Bab Dua: Putri Besar Melarikan Diri
Tatapan Yao Dan tetap lembut.
“Wan'er punya permintaan apa? Katakan saja padaku, semua sumber daya dan koneksi keluarga bisa kualihkan untukmu.”
Tetua tua berambut putih itu tersenyum ramah, sangat menyukai anak yang penurut dan pengertian seperti cucu atau putrinya sendiri.
Namun permintaan yang diajukan oleh Yao Wan ternyata agak di luar dugaan kepala keluarga.
“Aku ingin pergi keluar, mohon kepala keluarga menyetujui,” ujar Yao Wan pelan.

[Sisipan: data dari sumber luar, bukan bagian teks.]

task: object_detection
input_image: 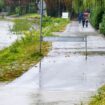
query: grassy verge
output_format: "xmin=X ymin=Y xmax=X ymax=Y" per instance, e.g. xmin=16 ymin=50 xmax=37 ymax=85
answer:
xmin=88 ymin=85 xmax=105 ymax=105
xmin=0 ymin=17 xmax=69 ymax=81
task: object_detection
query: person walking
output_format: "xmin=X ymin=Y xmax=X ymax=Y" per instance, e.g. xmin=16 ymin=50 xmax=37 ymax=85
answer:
xmin=82 ymin=15 xmax=85 ymax=28
xmin=78 ymin=12 xmax=83 ymax=23
xmin=84 ymin=11 xmax=89 ymax=27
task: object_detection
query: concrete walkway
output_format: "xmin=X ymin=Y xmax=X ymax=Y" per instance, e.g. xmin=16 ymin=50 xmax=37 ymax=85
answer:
xmin=0 ymin=22 xmax=105 ymax=105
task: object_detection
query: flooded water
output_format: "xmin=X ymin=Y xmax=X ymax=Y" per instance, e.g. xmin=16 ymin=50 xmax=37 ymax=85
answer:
xmin=0 ymin=22 xmax=105 ymax=105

Permintaan yang sudah diduganya ternyata sesederhana namun juga berbahaya, membuat wajah Yao Dan sedikit berubah.
“Wan'er, ini...” Kepala keluarga tak pernah menyangka, ia mengira paling-paling Wan'er akan meminta lebih banyak sumber daya kultivasi atau bahan alam langka, tak terduga malah permintaan seperti ini.
Tapi memang bisa dimaklumi, duduk diam terlalu lama untuk berkultivasi bisa menimbulkan keinginan untuk bergerak, apalagi bagi anak muda yang memang aktif seperti Wan'er.
Meski begitu, memahami bukan berarti ia bisa langsung mengabulkan permintaan Wan'er.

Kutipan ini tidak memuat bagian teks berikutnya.